For reference, Hurricane Katrina was also characterized by a weak initial state response, and the nonprofit sector had neither the organizational structure nor the resources to meet immediate needs. However, the level of donations and support post-Katrina helped drive overall nonprofit growth in New Orleans and bolster the sector’s role in rebuilding efforts. In 2012, Urban Institute found that one in seven New Orleans nonprofits were started in direct response to Hurricane Katrina.
So, as notable public figures step up to donate significant contributions for Puerto Rico’s recovery and many organizations and local groups coordinate funding efforts to provide more aid and support, it is important that donors and the public maintain reasonable expectations of nonprofits in alleviating the effects of disasters.
- Nonprofits and philanthropy cannot do it alone. Recovery work cannot occur on the same scale without philanthropy, but rebuilding requires resources from all sectors. After 9/11, philanthropy contributed 10 percent of the resources made available to recovery efforts. The remaining 90 percent—approximately $27 billion—came from public funds.
- Zero in on capacity and funding weaknesses. The nonprofit sector in Puerto Rico will need adequate resources to provide critical services at an unprecedented scale. To bolster the capacity of the local sector, donors should be strategic about expanding operating support and providing resources for organizations to build infrastructure.
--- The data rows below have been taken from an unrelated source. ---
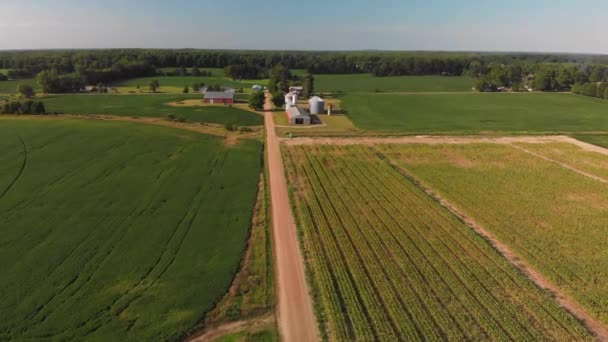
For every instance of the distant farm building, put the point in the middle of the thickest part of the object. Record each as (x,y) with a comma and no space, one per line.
(298,116)
(297,90)
(316,105)
(291,100)
(225,97)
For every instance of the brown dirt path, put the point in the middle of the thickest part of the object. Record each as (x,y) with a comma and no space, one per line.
(233,327)
(296,319)
(595,326)
(435,140)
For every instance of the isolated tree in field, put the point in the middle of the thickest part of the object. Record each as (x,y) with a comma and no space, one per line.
(278,99)
(308,85)
(256,100)
(154,85)
(25,90)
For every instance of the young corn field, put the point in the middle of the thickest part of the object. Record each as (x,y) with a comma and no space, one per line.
(551,216)
(386,262)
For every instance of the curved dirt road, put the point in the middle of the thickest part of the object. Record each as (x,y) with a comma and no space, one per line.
(296,319)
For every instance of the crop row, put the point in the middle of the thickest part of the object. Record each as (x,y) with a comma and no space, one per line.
(551,216)
(389,263)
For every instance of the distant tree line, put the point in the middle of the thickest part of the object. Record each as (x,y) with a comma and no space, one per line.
(245,72)
(22,107)
(493,71)
(536,76)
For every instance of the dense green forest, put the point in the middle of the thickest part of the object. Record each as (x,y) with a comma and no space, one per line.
(70,70)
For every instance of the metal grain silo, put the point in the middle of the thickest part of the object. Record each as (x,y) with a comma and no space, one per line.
(316,105)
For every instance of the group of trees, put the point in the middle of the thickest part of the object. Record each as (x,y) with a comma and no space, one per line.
(183,71)
(22,107)
(593,89)
(245,72)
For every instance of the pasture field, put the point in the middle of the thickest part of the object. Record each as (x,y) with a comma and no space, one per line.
(551,216)
(386,262)
(175,84)
(10,87)
(474,113)
(367,83)
(149,106)
(118,231)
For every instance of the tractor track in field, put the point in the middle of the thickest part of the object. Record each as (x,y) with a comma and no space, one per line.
(593,325)
(21,169)
(564,165)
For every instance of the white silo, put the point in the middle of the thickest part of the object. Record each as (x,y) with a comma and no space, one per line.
(291,100)
(316,105)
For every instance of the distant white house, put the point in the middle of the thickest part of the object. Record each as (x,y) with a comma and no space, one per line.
(297,90)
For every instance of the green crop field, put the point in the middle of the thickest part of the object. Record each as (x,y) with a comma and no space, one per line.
(595,139)
(150,106)
(10,87)
(472,113)
(551,216)
(118,231)
(353,83)
(387,262)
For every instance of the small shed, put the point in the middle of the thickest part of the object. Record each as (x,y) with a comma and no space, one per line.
(224,97)
(316,105)
(298,116)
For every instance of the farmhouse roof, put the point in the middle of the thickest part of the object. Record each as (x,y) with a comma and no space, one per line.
(297,112)
(219,95)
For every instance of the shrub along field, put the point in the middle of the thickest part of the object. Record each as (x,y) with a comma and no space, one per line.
(149,106)
(551,216)
(135,231)
(353,83)
(388,263)
(473,113)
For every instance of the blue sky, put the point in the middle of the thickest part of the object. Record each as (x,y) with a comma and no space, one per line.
(514,25)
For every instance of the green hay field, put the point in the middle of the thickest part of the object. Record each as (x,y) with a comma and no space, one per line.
(149,106)
(118,231)
(367,83)
(473,113)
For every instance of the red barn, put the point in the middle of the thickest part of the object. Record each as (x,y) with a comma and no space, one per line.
(219,97)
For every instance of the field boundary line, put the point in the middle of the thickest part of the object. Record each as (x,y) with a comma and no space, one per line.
(564,165)
(23,165)
(440,139)
(233,327)
(595,326)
- Recovery is a long-term philanthropic commitment. After disasters, nonprofits often collect large-scale resources for immediate relief, in contributions of money and time. Hurricane Harvey has already seen businesses donate over $157 million toward relief efforts. But long-term recovery efforts will require philanthropic investment in the region for years to come.
Although immediate needs continue to emerge from this crisis, the catastrophic damage demands a comprehensive and timely ongoing response to ensure Puerto Ricans can rebuild their communities and lives with dignity and with the resources they deserve.
It is important that philanthropists, foundations, and the public donate and drive resources to disaster-stricken areas like Puerto Rico and the US Virgin Islands. But the nonprofit sector functions most effectively in responding to disasters as a complement, not a substitute for government and private efforts.
The scale of the crisis facing Puerto Rico requires a response that marries and engages advantages across sectors and functions with real partnership between philanthropy, nonprofits, government, and the private sector.